Bagaimana Hukum Gelar Haji? Berikut Jawabannya!

hukum gelar haji

Bagaimana Hukum Gelar Haji? Berikut Jawabannya!

Setiap tahun, ribuan umat Islam dari Indonesia menunaikan ibadah haji ke Tanah Suci. Setelah menunaikan rukun Islam kelima tersebut, tidak sedikit dari mereka yang menyematkan gelar “Haji” atau “Hajjah” di depan nama mereka. Namun, apakah ada hukum gelar haji khusus terkait penggunaannya?

Dalam artikel ini, BPKH akan membantu Anda untuk memahami perihal ini melalui pembahasan terkait sejarah penggunaan gelar haji, hukum yang mengaturnya, dan bagaimana sebaiknya kita menyikapinya.
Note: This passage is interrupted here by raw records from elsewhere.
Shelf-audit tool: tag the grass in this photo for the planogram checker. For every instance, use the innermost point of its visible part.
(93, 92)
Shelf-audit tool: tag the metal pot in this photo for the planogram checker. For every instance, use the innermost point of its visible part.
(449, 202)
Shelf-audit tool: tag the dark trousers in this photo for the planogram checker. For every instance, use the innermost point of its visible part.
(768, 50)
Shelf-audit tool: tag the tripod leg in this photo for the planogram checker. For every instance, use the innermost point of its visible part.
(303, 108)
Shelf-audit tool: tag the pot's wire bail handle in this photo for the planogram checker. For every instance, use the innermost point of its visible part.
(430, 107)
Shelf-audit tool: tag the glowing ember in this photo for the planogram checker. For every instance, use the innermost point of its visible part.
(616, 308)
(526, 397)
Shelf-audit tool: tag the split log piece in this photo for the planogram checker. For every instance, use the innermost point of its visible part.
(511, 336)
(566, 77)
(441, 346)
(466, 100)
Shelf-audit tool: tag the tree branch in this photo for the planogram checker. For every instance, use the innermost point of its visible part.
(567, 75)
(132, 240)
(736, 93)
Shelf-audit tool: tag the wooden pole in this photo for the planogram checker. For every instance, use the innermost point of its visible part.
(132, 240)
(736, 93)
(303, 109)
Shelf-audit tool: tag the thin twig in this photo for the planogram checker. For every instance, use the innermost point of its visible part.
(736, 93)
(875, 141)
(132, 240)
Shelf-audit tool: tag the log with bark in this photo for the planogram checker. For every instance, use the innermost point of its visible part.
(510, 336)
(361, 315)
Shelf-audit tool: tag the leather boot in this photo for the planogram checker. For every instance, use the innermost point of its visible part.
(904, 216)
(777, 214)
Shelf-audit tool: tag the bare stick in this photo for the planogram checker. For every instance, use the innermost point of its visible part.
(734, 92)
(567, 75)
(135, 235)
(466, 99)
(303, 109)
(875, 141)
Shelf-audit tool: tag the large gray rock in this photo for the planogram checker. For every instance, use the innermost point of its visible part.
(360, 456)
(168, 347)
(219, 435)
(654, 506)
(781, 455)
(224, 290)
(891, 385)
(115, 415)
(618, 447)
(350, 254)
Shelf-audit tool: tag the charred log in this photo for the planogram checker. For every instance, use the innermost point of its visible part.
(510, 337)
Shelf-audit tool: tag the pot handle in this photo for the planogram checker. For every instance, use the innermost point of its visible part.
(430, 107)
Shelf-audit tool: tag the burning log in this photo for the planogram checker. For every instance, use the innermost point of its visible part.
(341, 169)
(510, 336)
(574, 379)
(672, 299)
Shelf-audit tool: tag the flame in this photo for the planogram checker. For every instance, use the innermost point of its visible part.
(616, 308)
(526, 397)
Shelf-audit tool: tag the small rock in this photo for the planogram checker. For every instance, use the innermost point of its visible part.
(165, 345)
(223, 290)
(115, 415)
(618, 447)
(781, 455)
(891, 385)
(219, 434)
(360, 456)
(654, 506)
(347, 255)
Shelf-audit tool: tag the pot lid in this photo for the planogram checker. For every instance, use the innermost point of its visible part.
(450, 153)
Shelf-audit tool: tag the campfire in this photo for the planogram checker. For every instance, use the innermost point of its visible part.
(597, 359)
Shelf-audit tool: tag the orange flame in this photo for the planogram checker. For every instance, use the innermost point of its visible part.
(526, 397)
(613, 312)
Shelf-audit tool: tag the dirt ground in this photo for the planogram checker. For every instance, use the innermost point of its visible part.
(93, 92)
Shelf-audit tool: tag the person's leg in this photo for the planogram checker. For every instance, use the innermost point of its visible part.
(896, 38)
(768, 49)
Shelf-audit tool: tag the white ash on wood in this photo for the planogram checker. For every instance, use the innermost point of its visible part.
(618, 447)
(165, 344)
Tanpa panjang lebar lagi, simka tuntas artikel di bawah ini!

Sejarah Gelar Haji

Pemberian gelar “Haji” setelah menunaikan ibadah haji sudah menjadi tradisi yang lazim di Indonesia. Sejarahnya bisa ditelusuri jauh ke masa lampau, ketika perjalanan ke Tanah Suci masih sangat sulit untuk dilakukan.

Pada zaman dahulu, para jemaah haji harus menyeberangi lautan selama berbulan-bulan, menghadapi badai di tengah laut, bahkan menghindari perompak sebelum akhirnya sampai di Tanah Suci.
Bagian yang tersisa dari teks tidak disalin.